Selon des experts, les stratégies de lutte à la cybercriminalité doivent comprendre des plans visant à soutenir les deux types de fraude, interne et externe, même si la majorité de la fraude provient de sources externes.

Or, même les assureurs qui ont des stratégies en place, qu’elles soient suivies ou connues par l’ensemble de l’organisation, disent qu’ils n’ont toujours pas confiance dans leur capacité à aider à gérer la fraude. Ils ont un peu plus confiance dans leurs stratégies de soutien à la fraude interne (64 %), alors que 20 % déclarent n’avoir qu’une faible confiance dans leur capacité à gérer la fraude.

Nombre de fraudes inconnues

Le nombre de menaces de fraude confirmées dans l’industrie de l’assurance vie aux États-Unis est inconnu. La fraude est sournoise, c’est pourquoi il est si difficile pour l’industrie de comprendre le problème. Les assureurs font de leur mieux pour prendre des mesures et suivre les évènements et les surveiller, mais le volume réel ne sera jamais connu et la plupart ne connaissent même pas le montant perdu en raison des menaces de fraude. Ceux qui ont fait des estimations les ont situés entre 100 000 et 499 999 $ US. Évidemment, commente-t-on, ce chiffre est probablement sous-estimé.

Une chose est claire, cependant : le nombre de menaces de fraude confirmées a augmenté au cours des 24 derniers mois. Plus de 80 % des assureurs signalent une augmentation du nombre de menaces confirmées, et seulement 17 % indiquent que le taux est demeuré inchangé.
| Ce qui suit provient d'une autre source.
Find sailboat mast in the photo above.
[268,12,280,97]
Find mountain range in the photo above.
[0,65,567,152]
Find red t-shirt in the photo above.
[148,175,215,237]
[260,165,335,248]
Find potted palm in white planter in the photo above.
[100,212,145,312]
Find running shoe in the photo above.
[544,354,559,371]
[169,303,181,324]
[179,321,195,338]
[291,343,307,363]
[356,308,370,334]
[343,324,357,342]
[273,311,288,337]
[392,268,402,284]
Jusqu’à présent, la plupart des assureurs américains ont consacré peu de budget à la fraude. La plupart de ceux qui ont pu commenter cet aspect ont déclaré avoir dépensé moins de 500 000 $ US en 2017 et le budget n’a pas ou peu changé jusqu’en 2018. Toutefois, devant la menace grandissante, ils ont signalé une augmentation générale des budgets de fraude. Les hausses pour 2019 devraient être supérieures à 11 % et certaines dépasseront les 30 %.

Centre de R&D sur la cybersécurité à Montréal

C’est dans ce contexte que OneSpan, une entreprise de Chicago fondée en 1991 qui offre une foule de solutions contre la fraude, a annoncé un investissement de 9 M$ afin d’aménager un nouveau centre opérationnel à Montréal et un centre de recherche et développement destiné à développer des logiciels de sécurité de calibre mondial visant à prévenir des fraudes dans le secteur des services financiers. OneSpan dit compter parmi ses 10 000 clients la moitié des 100 premières banques mondiales. Elle compte aussi des assureurs parmi sa clientèle, notamment The Co-operators, American National Insurance, Equitable Life of Canada et 21 st Century Insurance.
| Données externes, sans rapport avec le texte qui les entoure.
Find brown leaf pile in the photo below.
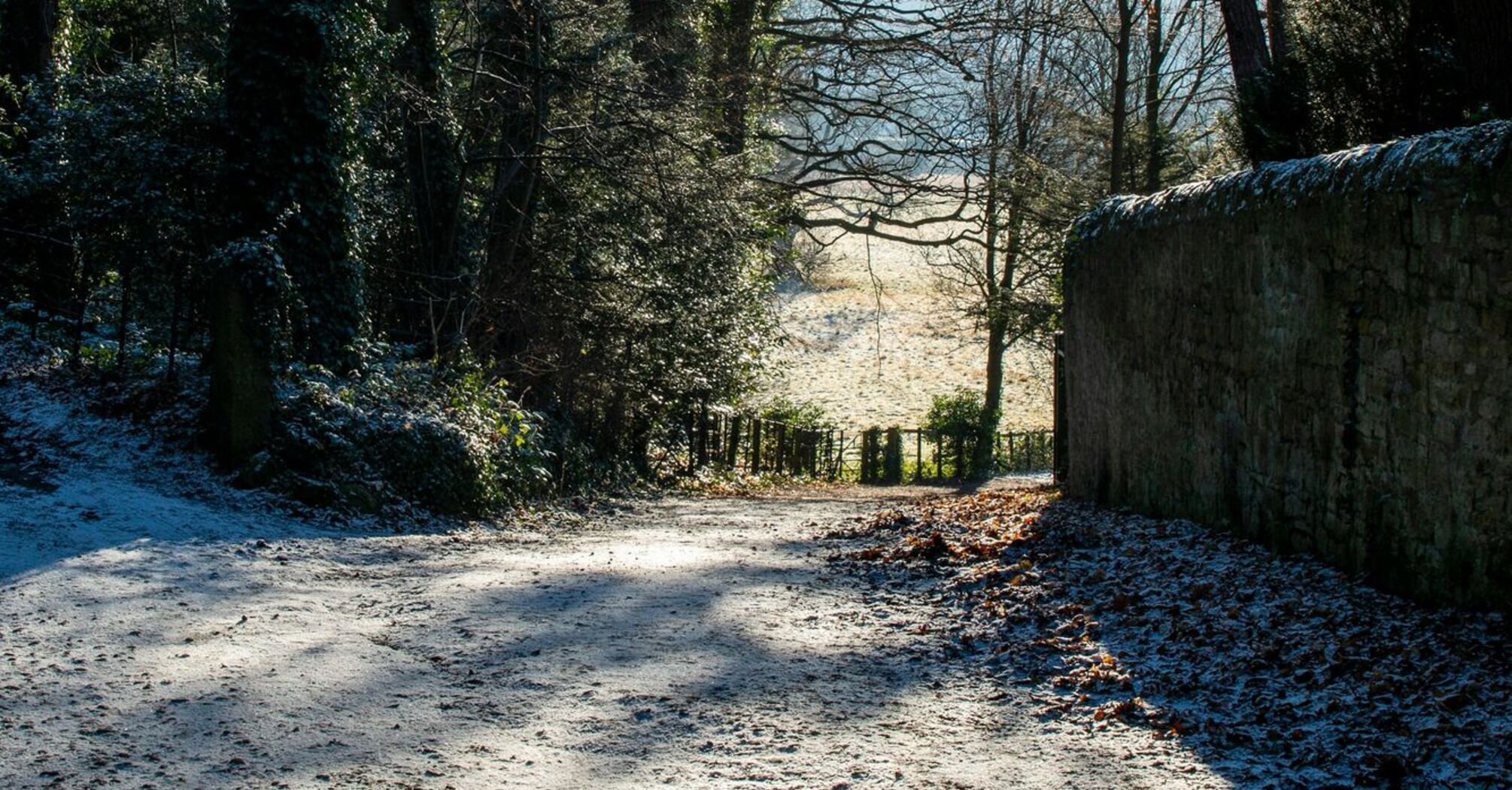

OneSpan, qui possède des bureaux à Bruxelles et Bordeaux, a dit choisir Montréal pour y créer son laboratoire de R&D en raison, notamment, de la présence d’un grand bassin de travailleurs et de diplômés qualifiés en cybersécurité.
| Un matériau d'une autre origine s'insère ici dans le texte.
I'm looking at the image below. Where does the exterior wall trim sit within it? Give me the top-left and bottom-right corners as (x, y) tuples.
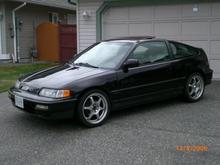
(96, 0), (210, 42)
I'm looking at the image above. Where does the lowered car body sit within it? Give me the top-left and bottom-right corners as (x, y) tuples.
(9, 37), (213, 127)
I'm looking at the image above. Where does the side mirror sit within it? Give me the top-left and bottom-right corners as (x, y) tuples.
(123, 59), (140, 71)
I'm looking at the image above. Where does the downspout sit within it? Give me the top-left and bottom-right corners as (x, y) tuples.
(12, 2), (27, 63)
(68, 0), (76, 5)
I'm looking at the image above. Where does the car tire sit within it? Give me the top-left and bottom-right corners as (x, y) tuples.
(184, 73), (205, 102)
(77, 90), (111, 127)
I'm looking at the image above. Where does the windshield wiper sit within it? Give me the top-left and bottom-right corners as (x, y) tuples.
(74, 62), (99, 68)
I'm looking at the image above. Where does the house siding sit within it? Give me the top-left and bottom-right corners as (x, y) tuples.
(78, 0), (103, 52)
(5, 2), (75, 60)
(12, 0), (76, 10)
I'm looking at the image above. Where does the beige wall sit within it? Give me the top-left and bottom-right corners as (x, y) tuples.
(5, 2), (75, 59)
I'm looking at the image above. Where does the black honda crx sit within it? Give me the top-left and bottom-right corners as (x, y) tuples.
(9, 37), (213, 127)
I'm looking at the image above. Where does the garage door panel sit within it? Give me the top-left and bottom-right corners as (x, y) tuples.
(211, 3), (220, 17)
(104, 24), (128, 39)
(129, 7), (153, 20)
(103, 1), (220, 78)
(155, 5), (180, 19)
(182, 21), (209, 35)
(155, 22), (179, 36)
(182, 40), (211, 56)
(210, 41), (220, 55)
(104, 7), (128, 20)
(182, 3), (211, 18)
(211, 20), (220, 37)
(129, 24), (153, 36)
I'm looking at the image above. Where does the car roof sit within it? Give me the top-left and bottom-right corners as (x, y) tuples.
(104, 36), (155, 42)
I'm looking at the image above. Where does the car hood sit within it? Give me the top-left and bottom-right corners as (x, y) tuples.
(22, 65), (107, 89)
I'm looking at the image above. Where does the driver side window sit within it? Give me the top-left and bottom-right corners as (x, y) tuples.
(129, 41), (169, 65)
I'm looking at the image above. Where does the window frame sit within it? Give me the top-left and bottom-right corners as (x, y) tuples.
(168, 41), (196, 60)
(123, 40), (172, 68)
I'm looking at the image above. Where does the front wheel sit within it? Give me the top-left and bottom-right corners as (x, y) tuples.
(77, 90), (110, 127)
(185, 73), (205, 102)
La métropole est devenue un pôle majeur pour les entreprises qui misent sur une main-d’œuvre spécialisée en sécurité numérique. Plusieurs universités montréalaises ont développé des programmes d’enseignement destinés à répondre à la demande croissante des métiers en cybersécurité. Le nouveau centre d’opérations de OneSpan à Montréal va entrainer la création d’une centaine d’emplois en cybersécurité au cours des deux prochaines années.

Cet investissement a été salué par le gouvernement du Québec, qui a été secoué comme toute la province par le vol de données des 4,4 millions de membres de Desjardins par l’un de ses propres employés. Le ministre des Finances de la province, Éric Girard, qui était présent lors de l’annonce de OneSpan, a rappelé que les enjeux de sécurité prenaient de plus en plus de places dans les institutions financières.